Charité : bénévoles contre la solitude.

Tradition et  modernité.
À la Société saint Vincent de Paul(1), il y a deux traditions : joindre une foi réfléchie aux œuvres et être discret. La première est toujours d'actualité, et même revendiquées sur les messages radiophoniques qui sont délivrés depuis un certain temps. La seconde est en passe d'infléchissement. C'est qu'on a compris que si à la discrétion vis-à-vis des personnes aidées on joignait un défaut d'information sur les besoins de celles-ci, il n'y aurait bientôt plus assez de volontaires ni de fonds pour répondre aux nécessités croissantes engendrées par un monde de plus en plus dur, de moins en moins fraternel.
Mais il n'y a pas que ces messages appelant aux legs sur les ondes du service public. La société a également fait tourner un film. Sur les « robots de compagnie », façon originale de montrer qu'on aura toujours besoin de bénévoles, quelles que soient les avancées techniques. 

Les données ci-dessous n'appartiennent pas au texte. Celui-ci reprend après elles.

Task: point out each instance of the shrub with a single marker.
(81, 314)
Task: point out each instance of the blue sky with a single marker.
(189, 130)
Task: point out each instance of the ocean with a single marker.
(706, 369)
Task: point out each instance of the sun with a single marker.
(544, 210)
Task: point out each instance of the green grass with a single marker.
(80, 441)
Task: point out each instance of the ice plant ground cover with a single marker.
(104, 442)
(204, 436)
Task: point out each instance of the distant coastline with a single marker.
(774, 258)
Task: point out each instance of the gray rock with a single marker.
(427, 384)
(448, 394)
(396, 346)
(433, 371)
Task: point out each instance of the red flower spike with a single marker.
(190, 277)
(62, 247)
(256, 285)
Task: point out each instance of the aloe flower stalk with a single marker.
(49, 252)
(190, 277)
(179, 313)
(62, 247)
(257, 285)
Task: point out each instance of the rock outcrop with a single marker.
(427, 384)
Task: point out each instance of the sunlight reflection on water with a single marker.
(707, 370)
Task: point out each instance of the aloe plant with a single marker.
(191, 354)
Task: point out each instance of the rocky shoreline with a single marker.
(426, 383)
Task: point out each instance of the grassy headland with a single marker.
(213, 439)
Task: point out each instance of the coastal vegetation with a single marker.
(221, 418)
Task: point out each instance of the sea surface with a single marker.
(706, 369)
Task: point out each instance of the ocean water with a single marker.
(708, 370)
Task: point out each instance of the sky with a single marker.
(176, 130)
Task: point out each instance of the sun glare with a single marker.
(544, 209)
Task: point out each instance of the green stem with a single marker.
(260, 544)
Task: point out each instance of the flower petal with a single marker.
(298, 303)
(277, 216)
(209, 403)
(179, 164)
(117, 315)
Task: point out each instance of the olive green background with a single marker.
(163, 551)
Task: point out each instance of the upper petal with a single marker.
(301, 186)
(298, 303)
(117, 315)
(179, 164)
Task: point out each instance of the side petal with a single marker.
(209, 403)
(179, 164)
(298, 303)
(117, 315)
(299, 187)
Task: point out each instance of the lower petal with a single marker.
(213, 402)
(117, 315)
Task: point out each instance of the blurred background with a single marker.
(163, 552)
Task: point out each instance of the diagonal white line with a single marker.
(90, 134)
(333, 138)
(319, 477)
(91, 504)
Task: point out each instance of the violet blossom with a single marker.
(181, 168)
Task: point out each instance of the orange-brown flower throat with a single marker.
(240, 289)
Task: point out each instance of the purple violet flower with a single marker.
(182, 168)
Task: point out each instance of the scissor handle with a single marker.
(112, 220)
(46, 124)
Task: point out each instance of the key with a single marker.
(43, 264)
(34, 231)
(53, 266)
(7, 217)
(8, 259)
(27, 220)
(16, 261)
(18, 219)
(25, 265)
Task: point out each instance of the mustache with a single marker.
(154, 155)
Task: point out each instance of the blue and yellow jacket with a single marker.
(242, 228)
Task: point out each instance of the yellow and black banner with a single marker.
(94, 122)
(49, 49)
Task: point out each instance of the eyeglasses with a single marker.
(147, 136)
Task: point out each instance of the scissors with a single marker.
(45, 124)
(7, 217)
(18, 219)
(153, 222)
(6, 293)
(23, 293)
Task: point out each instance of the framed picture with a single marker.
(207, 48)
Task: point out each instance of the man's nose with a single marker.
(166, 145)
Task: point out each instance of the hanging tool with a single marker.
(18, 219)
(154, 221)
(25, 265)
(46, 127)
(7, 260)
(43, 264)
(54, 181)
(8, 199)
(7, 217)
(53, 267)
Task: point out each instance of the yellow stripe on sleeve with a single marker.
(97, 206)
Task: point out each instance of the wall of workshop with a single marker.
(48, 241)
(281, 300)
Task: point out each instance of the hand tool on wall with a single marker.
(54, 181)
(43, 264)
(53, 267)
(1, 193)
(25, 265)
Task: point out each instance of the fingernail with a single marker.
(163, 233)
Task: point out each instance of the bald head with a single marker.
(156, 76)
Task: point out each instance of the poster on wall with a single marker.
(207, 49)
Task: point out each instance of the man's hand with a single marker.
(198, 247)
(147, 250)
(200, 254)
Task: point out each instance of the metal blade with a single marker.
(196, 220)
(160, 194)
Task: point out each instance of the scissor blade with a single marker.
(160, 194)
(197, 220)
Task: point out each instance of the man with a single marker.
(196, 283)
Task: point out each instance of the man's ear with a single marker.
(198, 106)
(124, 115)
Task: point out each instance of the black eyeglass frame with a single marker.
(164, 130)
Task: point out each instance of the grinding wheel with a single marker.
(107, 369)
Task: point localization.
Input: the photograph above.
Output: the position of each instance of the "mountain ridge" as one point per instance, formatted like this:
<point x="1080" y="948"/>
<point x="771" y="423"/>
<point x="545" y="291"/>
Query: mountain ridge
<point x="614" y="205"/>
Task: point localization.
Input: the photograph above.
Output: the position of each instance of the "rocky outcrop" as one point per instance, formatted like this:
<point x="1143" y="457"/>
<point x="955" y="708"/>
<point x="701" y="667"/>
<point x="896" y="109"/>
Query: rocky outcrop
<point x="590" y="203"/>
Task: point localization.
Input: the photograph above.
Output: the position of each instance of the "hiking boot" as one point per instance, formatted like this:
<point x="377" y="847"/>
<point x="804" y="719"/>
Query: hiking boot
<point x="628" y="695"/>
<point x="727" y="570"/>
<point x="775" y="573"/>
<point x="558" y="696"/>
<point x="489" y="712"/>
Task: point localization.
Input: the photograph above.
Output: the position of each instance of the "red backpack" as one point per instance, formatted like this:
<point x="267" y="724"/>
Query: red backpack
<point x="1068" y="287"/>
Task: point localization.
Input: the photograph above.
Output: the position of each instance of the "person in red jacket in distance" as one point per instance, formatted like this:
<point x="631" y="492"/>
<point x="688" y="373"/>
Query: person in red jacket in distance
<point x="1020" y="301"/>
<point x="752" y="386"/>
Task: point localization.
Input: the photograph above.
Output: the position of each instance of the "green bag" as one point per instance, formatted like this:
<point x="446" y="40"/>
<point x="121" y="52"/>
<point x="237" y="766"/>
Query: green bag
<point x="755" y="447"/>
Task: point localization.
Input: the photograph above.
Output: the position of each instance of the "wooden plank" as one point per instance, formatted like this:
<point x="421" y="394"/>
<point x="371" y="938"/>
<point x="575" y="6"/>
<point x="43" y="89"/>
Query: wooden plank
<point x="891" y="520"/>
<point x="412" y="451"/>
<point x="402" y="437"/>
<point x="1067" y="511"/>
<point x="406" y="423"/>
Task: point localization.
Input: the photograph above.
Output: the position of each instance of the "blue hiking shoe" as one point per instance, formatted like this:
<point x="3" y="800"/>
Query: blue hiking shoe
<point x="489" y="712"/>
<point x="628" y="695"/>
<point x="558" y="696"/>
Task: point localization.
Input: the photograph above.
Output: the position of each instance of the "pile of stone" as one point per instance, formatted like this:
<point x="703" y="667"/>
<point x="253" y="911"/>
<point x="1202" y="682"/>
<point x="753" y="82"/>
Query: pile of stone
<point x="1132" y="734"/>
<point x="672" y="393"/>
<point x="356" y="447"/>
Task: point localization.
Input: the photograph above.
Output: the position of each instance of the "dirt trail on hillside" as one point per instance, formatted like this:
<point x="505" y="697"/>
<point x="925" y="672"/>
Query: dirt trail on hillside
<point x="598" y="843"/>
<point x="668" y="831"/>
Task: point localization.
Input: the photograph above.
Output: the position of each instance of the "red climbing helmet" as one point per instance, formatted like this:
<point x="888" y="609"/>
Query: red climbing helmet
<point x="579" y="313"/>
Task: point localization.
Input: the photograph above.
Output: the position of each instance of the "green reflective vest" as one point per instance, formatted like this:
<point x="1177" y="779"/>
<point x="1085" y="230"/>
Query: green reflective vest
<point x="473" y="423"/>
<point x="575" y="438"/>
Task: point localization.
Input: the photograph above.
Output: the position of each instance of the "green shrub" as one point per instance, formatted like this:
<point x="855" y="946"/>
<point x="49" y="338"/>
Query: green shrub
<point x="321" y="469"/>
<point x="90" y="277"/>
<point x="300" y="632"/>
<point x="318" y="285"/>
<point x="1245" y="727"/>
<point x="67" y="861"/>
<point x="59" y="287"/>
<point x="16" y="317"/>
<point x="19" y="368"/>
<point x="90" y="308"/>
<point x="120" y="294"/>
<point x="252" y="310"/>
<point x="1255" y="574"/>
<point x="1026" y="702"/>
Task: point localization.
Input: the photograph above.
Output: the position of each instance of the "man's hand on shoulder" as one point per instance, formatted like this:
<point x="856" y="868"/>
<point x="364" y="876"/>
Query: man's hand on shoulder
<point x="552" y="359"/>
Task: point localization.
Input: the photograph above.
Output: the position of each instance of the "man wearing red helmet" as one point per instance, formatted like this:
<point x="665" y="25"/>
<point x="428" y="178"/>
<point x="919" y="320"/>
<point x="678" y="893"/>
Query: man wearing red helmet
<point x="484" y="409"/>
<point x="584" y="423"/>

Son titre ? « B. E. N. – Bionically engineered nursing »(2). Il présente une personne seule vivant avec un robot qui assure les tâches ménagères. Si tout paraît de prime abord aller pour le mieux – et même une complicité se dessiner entre la femme et la machine – les limites sociales de l'engin font vite voler en éclats tout espoir pour l'humaine de briser sa solitude. Le réalisateur – David Wilson, élu réalisateur de l'année 2015 aux UK Music Video Awards – qui est connu pour ses clips musicaux, notamment avec Arctic Monkeys, David Guetta ou Lady Gaga, signe ici un court métrage de cinq minutes sobre et plein de sensibilité, au rythme de la vie d'une personne âgée. Qui se termine lapidairement par l'affichage d'un slogan : « Aujourd'hui, des robots de compagnie sont commercialisés pour accompagner les personnes seules. À la société de saint Vincent de Paul, nous pensons que seul l'être humain peut aider à lutter contre la solitude. Nous recrutons des bénévoles. »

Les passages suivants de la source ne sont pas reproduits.